Yes, the liberal media is displaying an extraordinary hypocrisy in how they are treating Newt Gingrich vs. how they treated Bill Clinton and even Barack Obama (not investigating Jeremiah Wright and so on). BUT so are conservatives. They have long made the case that character counts, and private lives matter. Gingrich is being so arrogant and defiant in the wake of the latest charges against him, given how much he’s admitted is actually true, it’s ugly. Social conservatives who support him are embarrassing their own cause.

I think she is right, and the reason it’s working is the strange and unhappy specific mix of intellect and emotion among those supporters. Their intellect tells them that Newt’s behavior was wrong, because it is in direct contradiction to their own values. But the subterfuge of turning it into a hate-the-media issue taps into a preexisting deep well of resentment, and encourages the emotions to override the intellect — the feel-good response defeating and drowning out the basic values that the same people would, in more sober moments, consider paramount. Does this embarrass the social-conservative cause, as Betsy Canfield Hart says? You bet.

And please, no tiresome nonsense about hardy-har-you-claim-to-be-a-Christian-but-you-hypocrite-you-don’t-forgive-Newt.
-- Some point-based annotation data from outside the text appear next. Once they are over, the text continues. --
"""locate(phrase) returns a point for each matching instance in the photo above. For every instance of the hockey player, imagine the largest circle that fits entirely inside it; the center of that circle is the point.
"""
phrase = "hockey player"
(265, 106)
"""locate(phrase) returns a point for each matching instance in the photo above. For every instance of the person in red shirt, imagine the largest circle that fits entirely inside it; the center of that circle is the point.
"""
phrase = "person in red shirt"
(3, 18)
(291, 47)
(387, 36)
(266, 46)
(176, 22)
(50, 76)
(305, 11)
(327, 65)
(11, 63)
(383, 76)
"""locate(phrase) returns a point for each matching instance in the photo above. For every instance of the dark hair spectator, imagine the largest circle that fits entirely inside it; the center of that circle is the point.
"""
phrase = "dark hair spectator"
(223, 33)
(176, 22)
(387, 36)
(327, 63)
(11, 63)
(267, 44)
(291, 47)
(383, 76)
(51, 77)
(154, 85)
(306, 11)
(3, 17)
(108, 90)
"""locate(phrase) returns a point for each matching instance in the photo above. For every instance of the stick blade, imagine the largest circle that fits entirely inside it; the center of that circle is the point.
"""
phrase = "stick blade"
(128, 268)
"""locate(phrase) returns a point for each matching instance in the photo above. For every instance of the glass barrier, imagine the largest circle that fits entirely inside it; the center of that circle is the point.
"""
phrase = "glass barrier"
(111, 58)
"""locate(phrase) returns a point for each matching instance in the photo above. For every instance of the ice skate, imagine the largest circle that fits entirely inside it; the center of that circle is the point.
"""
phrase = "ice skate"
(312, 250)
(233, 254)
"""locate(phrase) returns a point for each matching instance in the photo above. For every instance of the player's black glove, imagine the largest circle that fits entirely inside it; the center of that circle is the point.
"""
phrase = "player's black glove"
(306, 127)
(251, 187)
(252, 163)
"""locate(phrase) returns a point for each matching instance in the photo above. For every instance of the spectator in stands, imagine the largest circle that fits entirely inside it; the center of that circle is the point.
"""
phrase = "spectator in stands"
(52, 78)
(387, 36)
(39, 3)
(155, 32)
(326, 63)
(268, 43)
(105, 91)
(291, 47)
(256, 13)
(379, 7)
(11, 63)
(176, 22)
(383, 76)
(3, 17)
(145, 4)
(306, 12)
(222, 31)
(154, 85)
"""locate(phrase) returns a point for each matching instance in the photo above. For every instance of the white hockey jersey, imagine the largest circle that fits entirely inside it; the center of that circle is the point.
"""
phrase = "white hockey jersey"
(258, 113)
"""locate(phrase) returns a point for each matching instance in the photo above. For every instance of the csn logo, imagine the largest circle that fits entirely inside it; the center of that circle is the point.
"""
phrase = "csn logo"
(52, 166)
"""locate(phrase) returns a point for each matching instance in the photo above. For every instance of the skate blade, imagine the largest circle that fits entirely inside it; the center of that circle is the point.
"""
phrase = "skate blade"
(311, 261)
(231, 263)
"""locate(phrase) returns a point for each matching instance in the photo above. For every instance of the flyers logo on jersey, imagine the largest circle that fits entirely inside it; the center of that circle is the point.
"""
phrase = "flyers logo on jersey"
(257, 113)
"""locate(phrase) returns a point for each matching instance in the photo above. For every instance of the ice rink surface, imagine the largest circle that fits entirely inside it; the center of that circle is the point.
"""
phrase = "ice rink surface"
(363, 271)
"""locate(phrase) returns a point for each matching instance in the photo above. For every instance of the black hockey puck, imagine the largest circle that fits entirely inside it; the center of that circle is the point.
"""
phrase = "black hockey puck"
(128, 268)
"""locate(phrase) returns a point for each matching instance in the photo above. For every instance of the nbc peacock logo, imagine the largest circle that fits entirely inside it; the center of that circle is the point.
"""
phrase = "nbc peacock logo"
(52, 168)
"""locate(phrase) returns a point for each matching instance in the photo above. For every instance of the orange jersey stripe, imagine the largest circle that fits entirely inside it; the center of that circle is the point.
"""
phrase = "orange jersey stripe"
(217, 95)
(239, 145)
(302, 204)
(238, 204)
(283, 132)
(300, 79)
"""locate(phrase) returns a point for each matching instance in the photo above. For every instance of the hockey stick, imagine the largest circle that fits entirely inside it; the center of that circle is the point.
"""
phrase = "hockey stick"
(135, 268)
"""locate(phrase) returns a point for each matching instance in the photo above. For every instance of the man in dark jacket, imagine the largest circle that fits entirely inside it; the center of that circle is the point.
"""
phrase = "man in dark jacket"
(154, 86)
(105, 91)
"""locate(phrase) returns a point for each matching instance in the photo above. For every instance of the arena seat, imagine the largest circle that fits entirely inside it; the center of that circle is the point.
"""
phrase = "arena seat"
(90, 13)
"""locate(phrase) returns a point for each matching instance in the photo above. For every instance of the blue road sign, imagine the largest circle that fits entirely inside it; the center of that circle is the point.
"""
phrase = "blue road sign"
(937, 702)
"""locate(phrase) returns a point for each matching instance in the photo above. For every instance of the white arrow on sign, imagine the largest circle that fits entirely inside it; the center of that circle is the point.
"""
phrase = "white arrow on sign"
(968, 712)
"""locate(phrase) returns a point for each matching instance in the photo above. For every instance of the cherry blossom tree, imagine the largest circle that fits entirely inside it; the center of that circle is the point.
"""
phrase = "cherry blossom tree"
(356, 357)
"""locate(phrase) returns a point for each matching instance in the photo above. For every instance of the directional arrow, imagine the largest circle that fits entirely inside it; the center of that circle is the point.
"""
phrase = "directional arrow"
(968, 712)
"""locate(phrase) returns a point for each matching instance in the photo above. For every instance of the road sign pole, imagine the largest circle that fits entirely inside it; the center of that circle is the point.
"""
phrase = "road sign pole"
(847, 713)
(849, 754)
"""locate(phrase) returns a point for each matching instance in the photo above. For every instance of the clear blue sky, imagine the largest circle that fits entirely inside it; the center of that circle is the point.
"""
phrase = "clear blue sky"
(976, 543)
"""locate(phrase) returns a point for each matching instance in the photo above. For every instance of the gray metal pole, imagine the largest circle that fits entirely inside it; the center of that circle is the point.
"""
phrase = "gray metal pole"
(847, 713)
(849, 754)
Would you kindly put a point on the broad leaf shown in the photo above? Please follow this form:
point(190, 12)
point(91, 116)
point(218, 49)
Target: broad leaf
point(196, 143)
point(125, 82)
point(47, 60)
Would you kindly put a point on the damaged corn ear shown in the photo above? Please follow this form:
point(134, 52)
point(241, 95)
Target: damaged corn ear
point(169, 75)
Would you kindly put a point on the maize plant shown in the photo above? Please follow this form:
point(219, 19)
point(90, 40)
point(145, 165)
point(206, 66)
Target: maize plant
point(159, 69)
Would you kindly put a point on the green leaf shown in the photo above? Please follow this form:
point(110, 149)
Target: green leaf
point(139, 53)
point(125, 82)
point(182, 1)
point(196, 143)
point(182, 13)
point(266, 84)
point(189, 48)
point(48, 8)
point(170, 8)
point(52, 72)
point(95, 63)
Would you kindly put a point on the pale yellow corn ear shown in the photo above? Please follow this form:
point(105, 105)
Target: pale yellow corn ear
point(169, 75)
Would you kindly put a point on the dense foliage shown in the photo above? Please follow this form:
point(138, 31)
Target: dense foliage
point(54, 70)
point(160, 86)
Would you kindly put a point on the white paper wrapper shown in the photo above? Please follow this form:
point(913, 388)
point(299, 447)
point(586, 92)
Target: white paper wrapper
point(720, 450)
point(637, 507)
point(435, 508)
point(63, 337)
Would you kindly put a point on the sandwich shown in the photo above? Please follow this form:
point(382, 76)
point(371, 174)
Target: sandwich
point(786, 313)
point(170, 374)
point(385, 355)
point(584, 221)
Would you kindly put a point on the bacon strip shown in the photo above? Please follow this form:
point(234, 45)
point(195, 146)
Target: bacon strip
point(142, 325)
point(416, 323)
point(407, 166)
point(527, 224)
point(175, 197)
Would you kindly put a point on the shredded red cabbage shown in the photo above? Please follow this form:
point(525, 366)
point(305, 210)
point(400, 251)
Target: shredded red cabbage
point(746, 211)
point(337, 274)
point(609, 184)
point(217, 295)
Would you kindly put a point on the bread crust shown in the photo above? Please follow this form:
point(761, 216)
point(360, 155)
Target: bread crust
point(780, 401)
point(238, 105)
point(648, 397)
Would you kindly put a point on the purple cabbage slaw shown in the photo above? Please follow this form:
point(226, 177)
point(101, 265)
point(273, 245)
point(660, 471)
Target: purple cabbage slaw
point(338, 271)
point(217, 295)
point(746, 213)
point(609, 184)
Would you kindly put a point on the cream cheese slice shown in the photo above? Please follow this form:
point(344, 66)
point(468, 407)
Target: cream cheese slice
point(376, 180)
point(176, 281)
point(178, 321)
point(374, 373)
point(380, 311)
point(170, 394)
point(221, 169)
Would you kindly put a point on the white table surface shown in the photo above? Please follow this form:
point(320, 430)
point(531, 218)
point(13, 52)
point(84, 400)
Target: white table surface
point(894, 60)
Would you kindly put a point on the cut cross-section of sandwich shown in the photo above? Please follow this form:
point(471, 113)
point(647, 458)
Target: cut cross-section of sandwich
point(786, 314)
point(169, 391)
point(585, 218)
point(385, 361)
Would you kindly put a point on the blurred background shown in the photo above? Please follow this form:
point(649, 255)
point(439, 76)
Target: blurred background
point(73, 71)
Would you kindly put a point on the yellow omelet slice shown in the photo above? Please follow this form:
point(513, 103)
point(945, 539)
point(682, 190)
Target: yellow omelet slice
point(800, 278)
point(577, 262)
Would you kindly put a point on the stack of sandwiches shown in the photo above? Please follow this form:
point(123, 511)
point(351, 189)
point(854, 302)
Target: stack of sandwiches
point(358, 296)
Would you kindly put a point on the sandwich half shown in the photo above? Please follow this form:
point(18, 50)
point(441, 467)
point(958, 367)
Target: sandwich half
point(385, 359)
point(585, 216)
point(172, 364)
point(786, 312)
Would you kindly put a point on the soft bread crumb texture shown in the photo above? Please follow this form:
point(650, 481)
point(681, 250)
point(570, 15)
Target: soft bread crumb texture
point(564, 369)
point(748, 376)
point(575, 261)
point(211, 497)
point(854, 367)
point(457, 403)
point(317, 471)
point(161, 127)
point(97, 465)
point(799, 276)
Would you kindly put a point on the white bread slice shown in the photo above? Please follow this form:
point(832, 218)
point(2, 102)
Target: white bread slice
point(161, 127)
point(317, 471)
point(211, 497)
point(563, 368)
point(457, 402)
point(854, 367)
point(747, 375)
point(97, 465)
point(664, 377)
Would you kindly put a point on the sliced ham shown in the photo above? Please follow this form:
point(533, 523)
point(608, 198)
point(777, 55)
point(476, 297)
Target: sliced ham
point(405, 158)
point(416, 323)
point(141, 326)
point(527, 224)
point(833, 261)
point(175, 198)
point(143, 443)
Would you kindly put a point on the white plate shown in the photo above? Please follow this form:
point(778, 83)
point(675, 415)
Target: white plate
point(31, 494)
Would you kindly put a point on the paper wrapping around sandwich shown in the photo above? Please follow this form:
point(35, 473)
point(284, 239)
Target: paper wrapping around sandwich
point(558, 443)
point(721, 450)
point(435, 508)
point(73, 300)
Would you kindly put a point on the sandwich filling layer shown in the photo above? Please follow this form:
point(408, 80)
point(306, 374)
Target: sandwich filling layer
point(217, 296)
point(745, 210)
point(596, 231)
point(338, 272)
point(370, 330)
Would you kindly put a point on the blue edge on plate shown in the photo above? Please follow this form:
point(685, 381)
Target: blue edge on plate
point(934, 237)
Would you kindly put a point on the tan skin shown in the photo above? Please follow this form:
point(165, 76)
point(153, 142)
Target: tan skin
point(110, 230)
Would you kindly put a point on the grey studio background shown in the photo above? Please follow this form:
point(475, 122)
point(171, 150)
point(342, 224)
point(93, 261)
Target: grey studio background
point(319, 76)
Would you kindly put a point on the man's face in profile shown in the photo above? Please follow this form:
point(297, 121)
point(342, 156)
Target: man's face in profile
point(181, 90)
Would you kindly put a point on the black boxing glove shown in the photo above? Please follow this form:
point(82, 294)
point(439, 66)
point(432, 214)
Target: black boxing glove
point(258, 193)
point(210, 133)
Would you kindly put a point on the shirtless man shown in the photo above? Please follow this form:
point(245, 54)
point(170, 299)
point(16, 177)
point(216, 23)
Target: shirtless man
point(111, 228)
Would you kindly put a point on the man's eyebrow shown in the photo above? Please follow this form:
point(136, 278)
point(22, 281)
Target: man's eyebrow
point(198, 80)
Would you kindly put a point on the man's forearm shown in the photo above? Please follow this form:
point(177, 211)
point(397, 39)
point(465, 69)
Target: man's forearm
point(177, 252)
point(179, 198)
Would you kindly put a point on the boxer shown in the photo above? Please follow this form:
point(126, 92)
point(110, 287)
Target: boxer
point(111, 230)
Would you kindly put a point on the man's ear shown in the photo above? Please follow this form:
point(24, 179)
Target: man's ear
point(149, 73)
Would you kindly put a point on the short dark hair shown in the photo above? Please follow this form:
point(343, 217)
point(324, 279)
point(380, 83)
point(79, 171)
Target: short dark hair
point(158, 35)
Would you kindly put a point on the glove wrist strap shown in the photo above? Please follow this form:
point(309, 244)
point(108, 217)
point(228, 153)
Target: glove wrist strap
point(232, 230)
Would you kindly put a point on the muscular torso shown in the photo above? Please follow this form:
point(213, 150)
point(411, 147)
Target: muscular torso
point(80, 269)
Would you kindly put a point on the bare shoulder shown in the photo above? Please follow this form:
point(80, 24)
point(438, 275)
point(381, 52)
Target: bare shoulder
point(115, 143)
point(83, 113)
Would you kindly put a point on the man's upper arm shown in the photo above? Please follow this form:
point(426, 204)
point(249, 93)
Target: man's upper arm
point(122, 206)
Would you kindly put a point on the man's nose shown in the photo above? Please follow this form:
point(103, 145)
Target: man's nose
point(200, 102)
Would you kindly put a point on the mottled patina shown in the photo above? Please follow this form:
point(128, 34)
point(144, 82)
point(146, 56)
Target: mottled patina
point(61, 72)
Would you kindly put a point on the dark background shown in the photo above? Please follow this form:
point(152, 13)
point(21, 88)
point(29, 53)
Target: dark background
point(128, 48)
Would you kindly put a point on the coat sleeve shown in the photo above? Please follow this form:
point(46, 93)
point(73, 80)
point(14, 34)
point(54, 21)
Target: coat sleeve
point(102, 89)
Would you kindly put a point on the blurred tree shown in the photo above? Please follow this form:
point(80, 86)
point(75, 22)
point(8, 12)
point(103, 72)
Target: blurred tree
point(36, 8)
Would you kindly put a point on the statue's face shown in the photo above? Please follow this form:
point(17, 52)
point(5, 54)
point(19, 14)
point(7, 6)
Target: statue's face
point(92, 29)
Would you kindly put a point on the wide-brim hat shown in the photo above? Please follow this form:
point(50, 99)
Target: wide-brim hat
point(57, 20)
Maggie Gallagher had the right idea on this: It’s not really about forgiveness, it’s about trust. As for me, I am more than ready to forgive Newt for any harm he’s ever done, and I know that God is even more ready to forgive him than I am. (God’s boundless forgiveness is every person’s deepest, indeed only, hope; Newt and I are in the same boat.) But it’s also true that I forgive Barack Obama, for doing a lousy job in office. They get my forgiveness; my vote is another matter entirely.